We also have to sift the evidence fairly. You try to make a big deal of how Hewes as a poor man had trouble with debts, trying to impeach everything he said based on that. But you dismiss the documented lawsuit against Conner by saying, “Only one claim was ever made against him where he was sued for stolen inventory where he had even greater loss.” The records from the lawsuit mentioned in the John Adams Papers have disappeared, leaving only a model writ. So what’s the basis of that description of the case? What’s the basis of saying that was the only lawsuit ever filed against Conner? Lawsuits over debts were common in eighteenth-century New England, so why should Conner be different from most other men?

I hope you get down your family’s oral histories on paper if they’re not already documented. And I hope you look for contemporaneous evidence to confirm those stories—or to refute or correct those stories as necessary. All of us—Hewes, Conner, Adams, Hichborn, you and me—are prone to tell stories that put us in a good light or satisfy our needs. All of us naturally believe the stories we hear from our families as we grow up.
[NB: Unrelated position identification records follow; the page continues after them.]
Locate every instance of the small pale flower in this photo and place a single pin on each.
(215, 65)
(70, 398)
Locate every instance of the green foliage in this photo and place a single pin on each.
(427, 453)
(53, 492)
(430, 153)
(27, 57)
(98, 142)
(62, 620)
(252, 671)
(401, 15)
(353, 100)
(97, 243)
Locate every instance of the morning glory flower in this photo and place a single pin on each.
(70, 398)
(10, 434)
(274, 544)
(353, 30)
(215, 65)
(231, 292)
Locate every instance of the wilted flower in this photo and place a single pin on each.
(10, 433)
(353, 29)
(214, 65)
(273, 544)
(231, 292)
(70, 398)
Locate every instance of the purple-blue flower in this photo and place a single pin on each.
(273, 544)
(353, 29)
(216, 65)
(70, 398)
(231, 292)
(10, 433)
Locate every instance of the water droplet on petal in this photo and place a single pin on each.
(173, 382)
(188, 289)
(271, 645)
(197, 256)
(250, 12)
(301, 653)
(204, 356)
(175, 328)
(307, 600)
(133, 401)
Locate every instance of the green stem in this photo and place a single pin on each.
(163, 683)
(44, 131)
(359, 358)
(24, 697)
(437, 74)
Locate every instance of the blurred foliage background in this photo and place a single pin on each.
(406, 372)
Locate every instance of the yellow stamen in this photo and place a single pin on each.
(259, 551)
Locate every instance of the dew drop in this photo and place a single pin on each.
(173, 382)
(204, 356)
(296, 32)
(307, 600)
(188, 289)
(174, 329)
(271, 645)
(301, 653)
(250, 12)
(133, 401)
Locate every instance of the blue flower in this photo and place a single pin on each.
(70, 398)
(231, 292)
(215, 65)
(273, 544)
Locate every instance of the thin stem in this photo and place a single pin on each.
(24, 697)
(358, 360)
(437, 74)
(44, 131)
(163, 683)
But studying history requires collecting and weighing the evidence behind such stories.

Charles Conner said...

Precisely I see you got the point. Anyone can make a story out of anything like you clearly did here. . He said he knew him well. So you are confirming that he likely didn't even know conner? So you see how it Doesn't add up. your going to make such a statement based on gossip. And someone who likely wasn't even there. Against all reasonable logic?

J. L. Bell said...

No, I didn’t confirm anything of the sort. Please be more careful in your interpretations. (And it would help to be more precise in your writing; I can’t tell who “someone who likely wasn’t even there” refers to.)

As far as I can tell, your claim is that Charles Conner supplied boats and led a third of the men at the Boston Tea Party despite no evidence for that besides your family’s oral tradition. George R. T. Hewes accused Conner of stealing tea merely because of an undocumented debt (not sure how that accusation would help with the debt). Supposedly Conner had no tea on his person and commanded the respect of the town while Hewes, according to you, was a notorious liar and coward. Yet the merchant John Andrews believed Hewes’s accusation against Conner and put it in a letter he wrote in 1773.

I don’t see “reasonable logic” in that interpretation of the evidence. Just a lot of wishful thinking.

My belief is that a handful of men tried to make off with some of the valuable tea during the destruction. Conner was one of them, and circumstances—his business in the center of town, his height, his Irish accent, perhaps his reputation as a captain, Hewes knowing him—meant he’s the only one whose name got preserved. Conner stood out from the crowd too much for his own good. Hewes and perhaps other men spotted and reported him. The crowd grabbed back the tea and sent Conner packing.

But Charles Conner was too much part of Boston society to ostracize completely, and he stayed with the Patriots. In late 1775 he escaped from besieged Boston, bringing a document about the Loyalists. Later in the war he cooperated with the town and state governments. (Notably, Hewes’s uncle Robert did the same.)

I wrote the postings about Charles Conner (including what I think is a clearly false accusation that he supplied horses for British soldiers who wanted to desert) because I hoped to explore his whole life as it was documented. Not just that moment on Griffin’s Wharf, which was far from a high point, but his earlier maritime service, the great fire, his presence at the Boston Massacre, and so on.

If there are more sources to study, I’d be happy to see pointers to them. But I’m not interested in claims without evidence.